If there is a stat that involves Titus Bramble, it should also include Phil Babb, Frank Sinclair and Michael Dubery. Oh and instead of it being a stat, it should be a time capsule and a digger. We could bury them for future generations, who by then will be able to pre-program a child’s DNA in the womb, and can avoid any of their offspring ever having the “shit centre back” gene. I don’t have a name for it yet but Y-Y-Bramble is one suggestion.

The problem with stats is that they fail to tell the whole picture. Now when they are used properly they can back up a point and give examples. But they can also be abused and manipulated. Like the Silver Surfer. He doesn’t want to destroy Worlds for Galactus, but he’s forced into it. Well just like Norrin Radd numbers have a noble past – numbers as we know them today go back thousands of years with the ancient Egyptians starting the ball rolling. Numbers aren’t living, breathing things, but if they were, then I have no doubt that the Royal Society for the Prevention of Cruelty to Numbers would have something to say about any kind of statistic that makes Titus Bramble seem like some kind of a Xavi.

Statistics have of course got a place in the modern game, but they can’t ever replace watching it. Getting your own analysis from the game is always going to give you a better feel for it than statistics ever could. They say that Possession is nine tenths of the law. It’s also one of the stats that irks me the most. Because it says nothing of penetration, or threat posed to the opposition. Sure that team kept the ball for 20 minutes, but it was in their own half, passed between their back four and the ‘keeper with the opposition camped out on the half way line and 3-0 up. Arsenal have recently done to Barcelona what teams seem to do to Arsenal – let them tippy tappy it about as much as they want and then smash them on the break. Possession is a bonus. It’s a nice little figure to look at sometimes but without objectivity it can be nonsense. Titus Bramble may have attempted 113 passes but for all I know he could have misplaced 113 passes as well. I genuinely wouldn’t be surprised. In fact if I had to bet on it I would say that he completes the majority of his passes to his mates in the crowd, unused substitutes sitting on the bench and sometimes his own face. Not necessarily in that order but that would be my top 3. That’s the problem with using the attempted stat. Over 100 passes completed in a game, now that I’d be impressed by. I’ve tried to seduce thousands of women in my lifetime, but my seduction completion is definitely not up there with the all time greats. In fact if it weren’t for alcohol my seduction completion ratio would be worse than Bramble’s pass completion, although it could be argued that there have been times when drunkenly slurring at girls hasn’t helped my cause. So again, a statistic muddler. Anyway, whilst there are all sorts of mini stats to be drawn up to analyse my pursuit of the fairer sex – shirt colour, hair cut, deoderant used, cockyness at time of approach etc that isn’t the issue.

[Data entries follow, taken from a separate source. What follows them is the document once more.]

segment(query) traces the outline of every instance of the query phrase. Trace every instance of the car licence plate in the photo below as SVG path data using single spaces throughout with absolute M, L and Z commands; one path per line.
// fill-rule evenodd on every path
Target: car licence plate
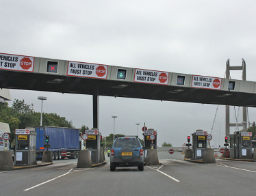
M 122 152 L 122 156 L 132 156 L 132 152 Z

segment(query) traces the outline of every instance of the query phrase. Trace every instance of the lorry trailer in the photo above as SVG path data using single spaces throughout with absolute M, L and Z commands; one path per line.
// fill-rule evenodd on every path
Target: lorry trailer
M 52 152 L 53 160 L 78 157 L 80 141 L 79 129 L 56 126 L 30 126 L 26 128 L 36 132 L 36 160 L 42 160 L 43 152 Z M 46 141 L 46 136 L 49 141 Z M 49 145 L 48 147 L 47 145 Z

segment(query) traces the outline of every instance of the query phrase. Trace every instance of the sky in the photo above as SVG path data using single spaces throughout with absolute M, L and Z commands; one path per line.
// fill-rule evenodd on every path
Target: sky
M 3 1 L 0 0 L 0 53 L 225 77 L 226 61 L 246 64 L 255 81 L 255 1 Z M 231 72 L 242 79 L 242 71 Z M 33 104 L 47 96 L 44 113 L 65 117 L 76 128 L 92 128 L 90 95 L 10 89 L 12 100 Z M 12 101 L 8 102 L 10 106 Z M 144 124 L 157 131 L 157 145 L 181 146 L 197 129 L 223 146 L 225 107 L 99 97 L 100 132 L 137 135 Z M 231 122 L 242 109 L 231 107 Z M 248 120 L 256 110 L 248 108 Z M 214 116 L 216 120 L 213 126 Z M 138 127 L 136 124 L 140 124 Z M 214 127 L 212 128 L 212 127 Z M 234 130 L 231 130 L 233 133 Z

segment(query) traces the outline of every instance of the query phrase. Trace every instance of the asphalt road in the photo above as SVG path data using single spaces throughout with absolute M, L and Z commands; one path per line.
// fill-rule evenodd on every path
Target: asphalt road
M 76 168 L 77 160 L 0 171 L 0 195 L 254 195 L 256 163 L 217 159 L 215 164 L 183 160 L 160 152 L 160 165 Z

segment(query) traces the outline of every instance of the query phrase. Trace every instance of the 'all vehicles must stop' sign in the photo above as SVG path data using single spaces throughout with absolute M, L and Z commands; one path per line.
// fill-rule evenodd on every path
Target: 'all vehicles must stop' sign
M 68 61 L 68 76 L 106 79 L 108 66 Z
M 0 69 L 32 72 L 34 60 L 33 57 L 0 53 Z
M 169 72 L 135 69 L 134 82 L 168 85 Z

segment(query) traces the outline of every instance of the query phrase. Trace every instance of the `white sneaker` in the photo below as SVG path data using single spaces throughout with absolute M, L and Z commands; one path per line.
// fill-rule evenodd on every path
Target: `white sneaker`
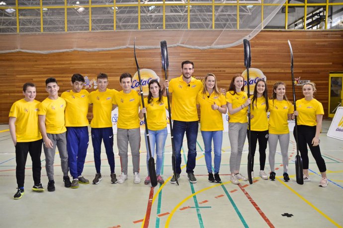
M 263 180 L 268 179 L 268 175 L 265 172 L 264 172 L 264 171 L 263 170 L 259 171 L 259 175 L 258 175 Z
M 303 178 L 304 181 L 310 181 L 311 179 L 310 179 L 310 176 L 307 176 L 304 174 L 303 174 Z
M 240 183 L 240 182 L 236 177 L 236 175 L 234 174 L 231 174 L 231 179 L 230 180 L 231 180 L 231 183 L 234 184 L 238 184 Z
M 121 175 L 120 175 L 120 176 L 119 176 L 119 178 L 118 178 L 118 182 L 120 184 L 122 184 L 124 182 L 125 182 L 125 180 L 127 179 L 127 174 L 124 174 L 124 172 L 121 173 Z
M 139 172 L 133 173 L 133 182 L 135 184 L 139 184 L 141 182 L 141 177 L 139 176 Z
M 238 174 L 235 174 L 235 175 L 236 175 L 236 177 L 237 179 L 238 179 L 239 180 L 245 180 L 245 181 L 248 180 L 248 178 L 244 176 L 244 175 L 243 175 L 241 173 L 239 173 Z

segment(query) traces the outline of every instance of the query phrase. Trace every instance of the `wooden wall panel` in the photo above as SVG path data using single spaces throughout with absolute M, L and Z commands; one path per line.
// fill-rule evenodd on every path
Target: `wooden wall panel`
M 206 35 L 205 32 L 204 34 Z M 329 72 L 343 71 L 343 31 L 262 31 L 251 40 L 252 67 L 260 69 L 266 75 L 269 94 L 274 83 L 283 81 L 287 86 L 287 95 L 292 100 L 287 40 L 291 41 L 293 47 L 295 77 L 301 77 L 301 79 L 310 80 L 317 84 L 316 97 L 323 103 L 327 113 Z M 159 49 L 136 52 L 141 68 L 151 69 L 161 79 L 164 78 Z M 194 76 L 213 73 L 217 77 L 219 87 L 227 89 L 232 75 L 245 70 L 243 45 L 207 50 L 175 47 L 169 48 L 168 52 L 170 79 L 180 75 L 180 63 L 186 59 L 194 62 Z M 0 123 L 8 122 L 10 107 L 23 97 L 21 88 L 26 82 L 36 85 L 37 99 L 42 101 L 47 96 L 45 80 L 50 76 L 57 78 L 62 92 L 70 88 L 70 78 L 74 73 L 91 79 L 96 78 L 98 73 L 104 72 L 110 77 L 109 88 L 120 90 L 120 75 L 124 72 L 133 75 L 136 71 L 132 49 L 47 55 L 21 52 L 0 54 L 0 69 L 2 93 Z M 302 97 L 301 88 L 296 87 L 296 90 L 297 97 Z

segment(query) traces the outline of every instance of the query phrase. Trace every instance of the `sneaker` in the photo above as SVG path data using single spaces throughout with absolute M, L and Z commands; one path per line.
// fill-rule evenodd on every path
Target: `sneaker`
M 78 188 L 79 187 L 79 182 L 80 182 L 79 179 L 76 178 L 74 180 L 73 180 L 73 182 L 72 182 L 72 186 L 71 188 Z M 89 181 L 88 181 L 89 182 Z
M 121 175 L 119 176 L 119 179 L 118 179 L 118 182 L 120 184 L 122 184 L 125 180 L 127 179 L 127 174 L 124 174 L 124 172 L 121 173 Z
M 176 183 L 176 179 L 177 180 L 180 179 L 180 173 L 176 173 L 176 178 L 175 178 L 175 176 L 173 175 L 171 179 L 171 183 L 172 184 Z
M 114 172 L 111 173 L 111 183 L 112 183 L 112 184 L 115 184 L 116 183 L 118 183 L 118 180 L 117 179 L 117 175 Z
M 303 178 L 304 179 L 304 181 L 309 181 L 311 180 L 311 179 L 310 179 L 310 176 L 307 176 L 304 174 L 303 174 Z
M 87 184 L 89 183 L 89 181 L 86 178 L 84 177 L 83 176 L 79 176 L 79 177 L 78 177 L 78 179 L 79 180 L 79 183 L 81 184 Z
M 149 176 L 147 176 L 144 180 L 144 184 L 149 184 L 150 183 L 150 177 Z
M 208 182 L 214 182 L 214 177 L 213 177 L 213 173 L 212 172 L 208 173 Z
M 44 191 L 44 189 L 43 188 L 41 183 L 35 184 L 32 187 L 32 190 L 36 192 L 43 192 Z
M 54 180 L 49 180 L 48 182 L 48 191 L 49 192 L 55 191 L 55 181 Z
M 222 181 L 219 177 L 219 173 L 214 173 L 214 181 L 217 183 L 220 183 Z
M 64 182 L 64 186 L 66 188 L 70 188 L 72 186 L 70 178 L 68 176 L 63 176 L 63 182 Z
M 94 177 L 94 179 L 93 180 L 93 184 L 98 184 L 102 179 L 101 173 L 95 173 L 95 177 Z
M 241 174 L 240 173 L 235 173 L 235 175 L 236 175 L 236 178 L 239 180 L 244 180 L 244 181 L 248 180 L 247 177 L 244 176 L 244 175 L 243 175 L 242 174 Z
M 16 193 L 14 194 L 13 198 L 14 199 L 19 199 L 24 195 L 24 189 L 17 188 L 18 191 Z
M 288 173 L 287 172 L 283 173 L 283 180 L 285 182 L 288 182 L 289 180 L 289 176 L 288 176 Z
M 196 183 L 196 178 L 194 176 L 194 174 L 193 172 L 189 172 L 187 174 L 187 177 L 189 180 L 189 182 L 191 183 Z
M 265 172 L 264 172 L 264 171 L 260 170 L 259 174 L 258 175 L 263 180 L 268 179 L 268 176 L 267 175 L 267 174 Z
M 133 173 L 133 182 L 135 184 L 139 184 L 141 182 L 141 177 L 139 176 L 139 172 L 135 172 Z
M 328 186 L 328 179 L 326 177 L 322 177 L 322 179 L 319 182 L 319 187 L 327 187 Z M 18 190 L 19 191 L 19 190 Z
M 231 174 L 230 180 L 231 181 L 231 183 L 232 183 L 234 184 L 238 184 L 239 183 L 240 183 L 240 182 L 237 179 L 237 178 L 236 176 L 236 174 Z
M 161 175 L 158 175 L 157 176 L 157 182 L 158 182 L 160 184 L 165 183 L 165 180 L 163 179 L 162 176 L 161 176 Z

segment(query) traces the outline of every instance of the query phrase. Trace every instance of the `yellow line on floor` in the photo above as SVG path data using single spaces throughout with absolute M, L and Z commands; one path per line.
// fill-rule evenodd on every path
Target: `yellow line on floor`
M 228 181 L 225 183 L 222 183 L 221 184 L 215 184 L 214 185 L 210 186 L 209 187 L 207 187 L 206 188 L 204 188 L 202 189 L 199 190 L 199 191 L 194 192 L 193 194 L 192 194 L 191 195 L 189 195 L 189 196 L 183 199 L 172 210 L 171 214 L 168 216 L 168 218 L 167 219 L 167 221 L 166 222 L 166 225 L 165 225 L 165 227 L 169 227 L 169 224 L 171 222 L 171 220 L 172 220 L 172 216 L 173 216 L 174 214 L 175 213 L 175 212 L 176 211 L 176 210 L 177 210 L 178 208 L 179 208 L 181 206 L 181 205 L 182 205 L 187 200 L 189 200 L 190 198 L 192 197 L 193 196 L 195 196 L 195 195 L 197 195 L 197 194 L 200 193 L 208 189 L 210 189 L 211 188 L 213 188 L 215 187 L 218 187 L 223 184 L 226 184 L 229 183 L 230 183 L 230 181 Z
M 324 216 L 326 219 L 327 219 L 328 220 L 330 221 L 331 223 L 332 223 L 335 226 L 336 226 L 337 227 L 340 227 L 342 228 L 339 224 L 335 222 L 332 219 L 331 219 L 330 217 L 326 215 L 325 214 L 324 214 L 323 212 L 322 212 L 320 210 L 318 209 L 317 207 L 316 207 L 313 204 L 311 203 L 310 201 L 307 200 L 306 199 L 304 198 L 302 196 L 301 196 L 300 194 L 299 194 L 298 192 L 297 192 L 295 190 L 294 190 L 293 189 L 289 187 L 288 185 L 286 184 L 283 182 L 283 181 L 282 181 L 281 179 L 280 179 L 279 178 L 276 177 L 276 179 L 279 181 L 279 182 L 282 184 L 283 184 L 284 186 L 286 186 L 288 189 L 289 189 L 292 192 L 297 195 L 300 199 L 302 200 L 304 200 L 306 203 L 307 203 L 309 205 L 311 206 L 314 209 L 315 209 L 316 211 L 317 211 L 319 214 L 322 215 L 323 216 Z

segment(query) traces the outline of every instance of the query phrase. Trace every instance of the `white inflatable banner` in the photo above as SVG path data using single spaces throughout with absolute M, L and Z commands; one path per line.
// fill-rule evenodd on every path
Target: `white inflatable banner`
M 343 140 L 343 107 L 339 107 L 336 110 L 327 135 Z

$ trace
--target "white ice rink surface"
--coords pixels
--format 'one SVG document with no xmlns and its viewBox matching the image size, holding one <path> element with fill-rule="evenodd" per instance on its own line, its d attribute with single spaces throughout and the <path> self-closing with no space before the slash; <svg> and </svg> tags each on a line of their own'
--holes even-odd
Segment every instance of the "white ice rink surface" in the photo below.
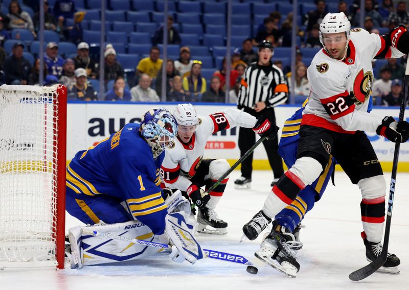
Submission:
<svg viewBox="0 0 409 290">
<path fill-rule="evenodd" d="M 272 174 L 254 172 L 251 189 L 243 191 L 235 190 L 233 186 L 239 174 L 237 171 L 232 174 L 217 208 L 219 216 L 229 223 L 227 235 L 200 236 L 197 239 L 204 248 L 238 254 L 249 259 L 261 238 L 239 244 L 241 227 L 261 209 L 270 190 Z M 389 194 L 390 174 L 386 173 L 385 177 Z M 336 172 L 335 184 L 328 186 L 322 200 L 303 222 L 306 228 L 300 237 L 304 248 L 298 258 L 301 269 L 296 278 L 284 277 L 268 266 L 252 275 L 245 266 L 210 258 L 194 265 L 178 264 L 167 254 L 161 253 L 148 260 L 80 270 L 1 271 L 0 289 L 409 289 L 409 174 L 399 174 L 397 178 L 389 247 L 390 251 L 400 258 L 401 273 L 376 273 L 358 282 L 351 281 L 348 275 L 368 263 L 360 235 L 360 194 L 357 186 L 351 184 L 342 172 Z M 76 220 L 67 216 L 67 228 L 78 224 Z"/>
</svg>

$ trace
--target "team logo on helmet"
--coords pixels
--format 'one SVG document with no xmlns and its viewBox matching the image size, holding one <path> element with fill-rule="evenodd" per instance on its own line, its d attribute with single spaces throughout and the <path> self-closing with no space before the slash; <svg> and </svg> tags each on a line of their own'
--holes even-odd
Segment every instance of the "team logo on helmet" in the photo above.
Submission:
<svg viewBox="0 0 409 290">
<path fill-rule="evenodd" d="M 326 72 L 328 70 L 328 68 L 329 66 L 328 64 L 326 62 L 324 62 L 324 63 L 322 63 L 320 65 L 315 66 L 316 67 L 316 70 L 318 70 L 318 72 L 320 74 L 324 74 L 324 72 Z"/>
<path fill-rule="evenodd" d="M 364 73 L 363 68 L 359 70 L 354 81 L 353 90 L 351 94 L 356 105 L 363 103 L 371 95 L 373 79 L 371 71 Z"/>
</svg>

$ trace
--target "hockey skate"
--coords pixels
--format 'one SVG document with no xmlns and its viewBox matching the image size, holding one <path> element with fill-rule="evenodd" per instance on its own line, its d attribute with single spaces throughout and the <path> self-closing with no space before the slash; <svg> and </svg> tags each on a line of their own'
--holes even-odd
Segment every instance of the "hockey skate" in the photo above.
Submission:
<svg viewBox="0 0 409 290">
<path fill-rule="evenodd" d="M 264 214 L 262 209 L 250 220 L 247 224 L 243 226 L 243 232 L 245 237 L 250 240 L 256 239 L 271 222 L 271 219 Z M 243 238 L 242 238 L 243 240 Z"/>
<path fill-rule="evenodd" d="M 362 238 L 363 239 L 363 245 L 365 245 L 366 249 L 366 254 L 367 256 L 367 260 L 370 262 L 372 262 L 378 256 L 380 255 L 383 248 L 382 243 L 373 243 L 369 241 L 367 239 L 367 235 L 365 232 L 361 233 Z M 377 271 L 378 272 L 382 273 L 387 273 L 390 274 L 399 274 L 399 271 L 398 266 L 400 264 L 400 260 L 394 254 L 388 253 L 388 258 L 387 261 L 383 264 L 383 265 Z"/>
<path fill-rule="evenodd" d="M 288 277 L 295 278 L 300 270 L 300 264 L 294 253 L 286 244 L 286 236 L 273 230 L 261 243 L 254 255 L 264 263 Z"/>
<path fill-rule="evenodd" d="M 217 216 L 214 209 L 207 207 L 199 208 L 197 214 L 197 232 L 224 235 L 227 234 L 227 223 Z"/>
<path fill-rule="evenodd" d="M 252 187 L 252 179 L 241 176 L 234 181 L 234 188 L 236 189 L 248 189 Z"/>
</svg>

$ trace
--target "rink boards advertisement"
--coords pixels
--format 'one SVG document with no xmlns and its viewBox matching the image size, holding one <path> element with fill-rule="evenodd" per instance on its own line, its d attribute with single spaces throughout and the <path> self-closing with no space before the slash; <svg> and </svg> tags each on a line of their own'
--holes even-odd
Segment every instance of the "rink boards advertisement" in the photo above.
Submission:
<svg viewBox="0 0 409 290">
<path fill-rule="evenodd" d="M 119 131 L 128 123 L 139 123 L 142 115 L 149 109 L 163 106 L 173 112 L 176 103 L 118 103 L 113 102 L 69 102 L 67 117 L 67 158 L 71 159 L 78 151 L 95 145 L 111 134 Z M 235 109 L 233 104 L 197 104 L 200 116 L 206 116 L 222 110 Z M 282 127 L 298 106 L 284 105 L 275 108 L 277 125 Z M 371 114 L 380 117 L 393 116 L 397 119 L 399 107 L 374 108 Z M 409 119 L 407 118 L 407 119 Z M 231 164 L 240 158 L 237 143 L 238 128 L 229 129 L 210 136 L 206 145 L 204 158 L 224 158 Z M 281 132 L 279 133 L 279 136 Z M 375 133 L 367 133 L 379 161 L 385 171 L 390 171 L 395 144 Z M 353 148 L 351 148 L 353 150 Z M 409 171 L 409 143 L 401 144 L 399 171 Z M 269 166 L 264 147 L 260 145 L 254 151 L 254 169 L 268 169 Z"/>
</svg>

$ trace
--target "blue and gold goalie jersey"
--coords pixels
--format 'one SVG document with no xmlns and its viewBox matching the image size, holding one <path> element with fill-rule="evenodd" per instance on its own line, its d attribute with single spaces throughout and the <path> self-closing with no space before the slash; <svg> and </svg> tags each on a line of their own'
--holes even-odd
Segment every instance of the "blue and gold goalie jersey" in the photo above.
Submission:
<svg viewBox="0 0 409 290">
<path fill-rule="evenodd" d="M 85 223 L 135 219 L 153 233 L 163 233 L 167 211 L 159 171 L 165 153 L 154 159 L 139 128 L 139 124 L 127 124 L 96 146 L 77 153 L 66 168 L 70 214 Z"/>
</svg>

Obscure stats can be fun in their own little way, and this particular stat has caused a bit of “banter” and amusement when we learnt that Titus Bramble was the 5th musketeers because quite frankly if we’d had a list of every English player registered in the Premiership over that time period he may well have been last on the guess list. But my concern is that people use stats, not to illustrate a point, but to whole heartedly fabricate nonsense and use numbers to support something that doesn’t deserve backing up, and not only that, they state a stat in such a way that it puts out an invisible assertion. Jack Wilshire was only the 6th English player to attempt 100 or more passes in a match since 2008 is worded in such a way that you are meant to be impressed. Just as I could tell you “Emile Heskey has scored more international goals against Malta than any Brazilian, including Pele”. Never mind that Brazil have never played Malta, and even then the big lump only scored 1, you cannot help but subconsciously get a positive impression from that stat and nobody who’s ever seen Titus Bramble play should have a positive impression of his passing ability. Ever.